Let's talk about neural networks,
also called neural nets,
and basically deep learning is a synonym in the way it's used nowadays.
I'm not going to talk anything about the biological inspiration,
synapses, and brains and stuff.
I'm also not going to talk much about the maths or any of the deeper theory.
Just after this video,
you'll find a text file with some suggested reading links,
if you want to know more. Yes, I got a diagram.
Lots of circles. The circles on the left are the input neurons.
You input your problem.
And remember, everything is a number in a neuron net.
So, each of those neurons contains a floating point number.
Now, by default, H2O will normalize and standardize your inputs,
which means that it will be between minus one and plus one,
and it will also do one hot encoding for you,
which means categorical data will just work and you don't have to worry about.
The circles on the right are the outputs. We'll come back to them in the middle.
The circles in the middle are the hidden neurons, the hidden layer.
Let's zoom in on one of them.
You can see we've got lots of arrows coming in,
those other weighted inputs from every neuron in the previous layer.
If it's the first hidden layer,
that's your input data coming in.
If it's the second hidden layer,
that is the output of the first hidden layer and so on.
On the right side, we have arrows going out,
and that's connections to everything in the next layer,
or if it's the final hidden layer,
connections to the output layer.
And there's an arrow at the bottom which is called the bias.
I'm not going to go into it much,
just be aware that it's there.
And again, look on Wikipedia or
any of the further reading links to learn more what it is for.
So, let's go back to the output layer first.
We had those circles.
If you're doing a regression,
you'll have a single output neuron,
the number you're trying to predict,
nice, easy, and obvious.
If you're doing a classification,
you'll have one output neuron for each of the categories you're trying to predict,
and the number in those output neurons is its confidence, and that will be scaled.
So they all sum to one.
So, if you're trying to predict the color, red, green,
or blue, and the net is fairly sure it's red,
you might get 0.9 in the red neuron,
0.05 in the green neuron,
and 0.05 in the blue neuron.
If it has really no idea what's going on,
you might get 0.4 in the red,
0.3 in the green, and 0.3 in the blue.
If you're doing a binomial classification,
you either have one or two neurons.
Sometimes, the network is set up so that you
have one neuron for "Yes" and one neuron for "No".

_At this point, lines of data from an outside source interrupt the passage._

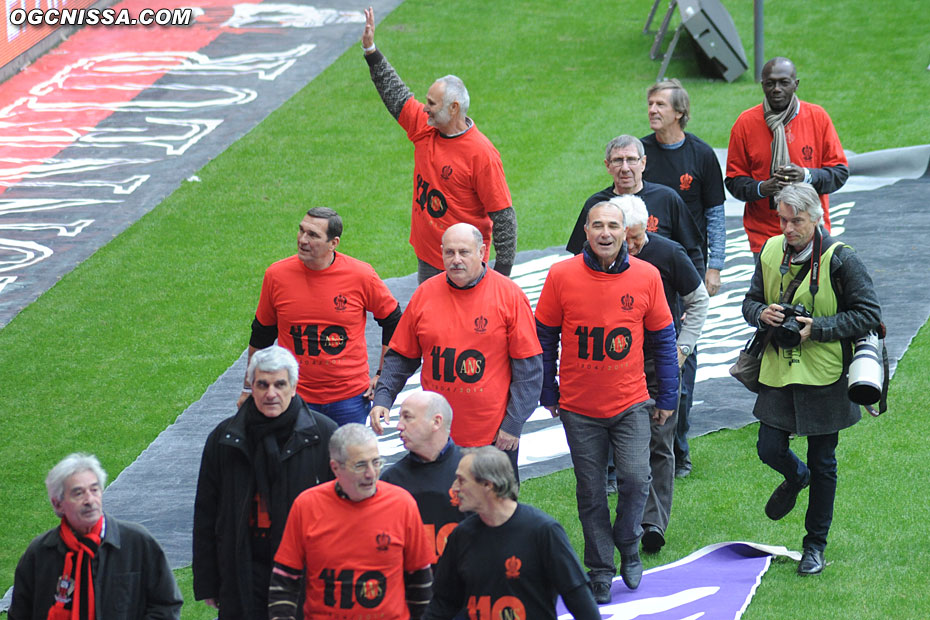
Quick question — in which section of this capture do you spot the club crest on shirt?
[504,555,523,579]
[646,215,659,232]
[678,172,694,192]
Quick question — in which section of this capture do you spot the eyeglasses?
[610,157,643,168]
[342,456,384,474]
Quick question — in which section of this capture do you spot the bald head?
[762,56,800,112]
[397,391,452,461]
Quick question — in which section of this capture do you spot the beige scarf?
[762,95,801,174]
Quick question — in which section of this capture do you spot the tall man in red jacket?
[724,57,849,255]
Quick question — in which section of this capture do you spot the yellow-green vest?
[759,235,843,387]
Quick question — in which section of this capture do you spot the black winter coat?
[192,396,336,620]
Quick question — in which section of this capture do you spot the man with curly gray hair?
[8,453,183,620]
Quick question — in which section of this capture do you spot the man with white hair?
[743,183,881,575]
[611,195,710,553]
[371,223,542,479]
[192,345,336,620]
[381,391,465,556]
[8,453,183,620]
[267,423,436,620]
[362,7,517,284]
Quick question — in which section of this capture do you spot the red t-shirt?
[255,252,397,404]
[274,480,436,620]
[727,101,847,252]
[397,97,513,269]
[390,269,542,447]
[536,255,672,418]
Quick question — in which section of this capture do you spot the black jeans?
[756,423,839,551]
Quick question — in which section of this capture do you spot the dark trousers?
[560,400,654,582]
[666,347,697,468]
[756,423,839,551]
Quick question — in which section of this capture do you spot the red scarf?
[48,517,103,620]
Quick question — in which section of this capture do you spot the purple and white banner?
[556,542,801,620]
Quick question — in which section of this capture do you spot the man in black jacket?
[193,345,336,620]
[8,453,182,620]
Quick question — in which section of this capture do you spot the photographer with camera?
[743,183,881,575]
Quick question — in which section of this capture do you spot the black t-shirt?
[642,133,726,245]
[565,179,704,280]
[636,235,703,333]
[381,440,466,555]
[424,504,588,620]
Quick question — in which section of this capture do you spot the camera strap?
[779,226,823,306]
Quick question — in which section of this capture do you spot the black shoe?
[643,525,665,553]
[798,547,824,575]
[591,581,610,605]
[765,480,807,521]
[620,553,643,590]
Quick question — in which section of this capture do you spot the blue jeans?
[666,347,697,469]
[560,399,654,582]
[756,423,840,551]
[307,392,371,426]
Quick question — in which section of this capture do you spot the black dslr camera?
[772,304,811,349]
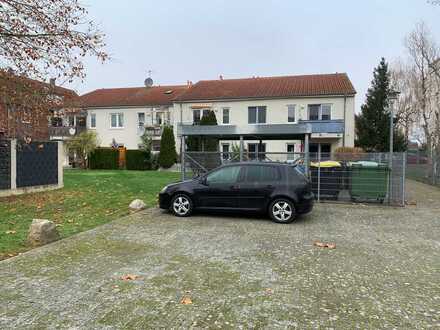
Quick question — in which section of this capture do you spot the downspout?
[342,94,347,147]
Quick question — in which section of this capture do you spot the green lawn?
[0,170,179,260]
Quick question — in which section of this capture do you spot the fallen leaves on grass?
[313,241,336,249]
[180,296,192,305]
[121,274,139,281]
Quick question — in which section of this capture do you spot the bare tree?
[0,0,108,137]
[390,60,417,144]
[405,22,440,183]
[0,0,107,79]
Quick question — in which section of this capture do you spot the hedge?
[89,148,119,170]
[125,150,151,171]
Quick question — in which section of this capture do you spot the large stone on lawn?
[128,199,147,211]
[28,219,60,246]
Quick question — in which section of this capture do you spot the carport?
[178,123,312,180]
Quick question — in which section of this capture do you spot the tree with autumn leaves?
[0,0,108,137]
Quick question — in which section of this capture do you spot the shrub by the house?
[89,148,119,170]
[125,150,151,171]
[159,126,177,168]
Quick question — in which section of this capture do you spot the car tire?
[269,198,296,223]
[170,194,193,217]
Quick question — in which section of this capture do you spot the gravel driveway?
[0,183,440,329]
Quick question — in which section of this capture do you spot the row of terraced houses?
[0,73,356,164]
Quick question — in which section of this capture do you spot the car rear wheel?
[269,198,296,223]
[171,194,193,217]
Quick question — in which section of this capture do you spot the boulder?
[28,219,60,246]
[128,199,147,211]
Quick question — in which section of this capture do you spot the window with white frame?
[138,112,145,128]
[248,143,266,159]
[222,143,230,160]
[248,106,266,124]
[287,104,296,123]
[223,108,229,124]
[110,113,124,128]
[308,104,332,120]
[193,109,210,124]
[90,113,96,128]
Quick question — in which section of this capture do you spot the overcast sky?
[70,0,440,113]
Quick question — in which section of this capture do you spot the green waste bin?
[350,161,389,203]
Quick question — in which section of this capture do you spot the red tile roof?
[80,86,187,108]
[176,73,356,101]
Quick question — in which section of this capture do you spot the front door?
[197,165,242,209]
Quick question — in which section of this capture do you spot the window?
[151,140,160,151]
[246,165,280,182]
[156,112,163,126]
[321,104,332,120]
[90,113,96,128]
[206,166,240,184]
[138,112,145,128]
[21,108,32,124]
[193,110,201,124]
[248,106,266,124]
[308,104,332,120]
[248,143,266,159]
[287,104,295,123]
[193,109,211,125]
[223,108,229,124]
[67,116,75,127]
[222,143,230,160]
[309,104,321,120]
[287,143,295,160]
[111,113,124,128]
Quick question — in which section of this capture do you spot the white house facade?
[81,73,356,160]
[81,86,187,151]
[173,74,356,157]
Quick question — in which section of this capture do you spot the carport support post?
[180,135,186,181]
[240,135,244,162]
[304,134,310,177]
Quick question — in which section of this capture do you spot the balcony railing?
[49,126,86,137]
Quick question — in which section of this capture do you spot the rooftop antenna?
[144,70,154,88]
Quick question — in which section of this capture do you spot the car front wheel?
[171,194,193,217]
[269,198,296,223]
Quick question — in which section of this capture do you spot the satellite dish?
[144,77,153,87]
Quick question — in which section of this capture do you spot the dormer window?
[308,104,332,120]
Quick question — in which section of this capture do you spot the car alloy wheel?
[270,199,295,223]
[171,195,192,217]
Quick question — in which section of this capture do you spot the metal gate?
[182,151,406,206]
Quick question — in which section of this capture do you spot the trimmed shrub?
[159,126,177,168]
[125,150,151,171]
[89,148,119,170]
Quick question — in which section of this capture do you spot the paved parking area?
[0,183,440,329]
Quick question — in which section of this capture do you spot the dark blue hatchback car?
[159,162,314,223]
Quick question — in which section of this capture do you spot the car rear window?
[246,165,280,182]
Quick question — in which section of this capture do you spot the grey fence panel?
[0,139,11,189]
[185,152,406,206]
[17,142,58,188]
[406,150,440,185]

Even though one implies the other,
sometimes it gives a bit more accuracy.
That is an internal implementation detail of H2O really,
don't worry about that.
Let's go back to that hidden neurons on that circle.
So far, all I've said is that the circle does something to
the inputs to be able to send something to the next layer.
What it does inside is what's called an activation function.
The first one I'm going to look at is tanh,
which some people called tang.
In this graph, the x-axis represents the sum of the weighted inputs,
and you can see the output is always between minus one and plus one.
The next one I want to look at and the one that's most popular nowadays is rectifier.
This is simply outputting the sum of all the weighted inputs but clipped to zero.
So, if the inputs sum to zero or a negative number, it will output zero.
And the final one that H2O offers is called maxout,
and this really is the simplest of all.
It takes the maximum of any of its inputs and uses that as the output,
ignores all the others.
Rectifier is the default,
generally is the one you want to go for because it's a bit quicker than tanh.
But your choice of activation function isn't going to
be the most critical thing when you're tuning your network.
And again, that is why we use rectifier because it's a bit quicker.
That's just about all the theory that I'm going to go into.
If you want to know more details,
go through some of the suggested reading.
There's a lot out there on the goal in
mathematical details of implementing that propagation and all these activation functions.
H2O takes care of it.
So, for this course, it doesn't matter.
You don't actually need to know how deep learning works to use it effectively.
After that, the remaining videos this week are going to look at how
to use deep learning on a variety of different problems.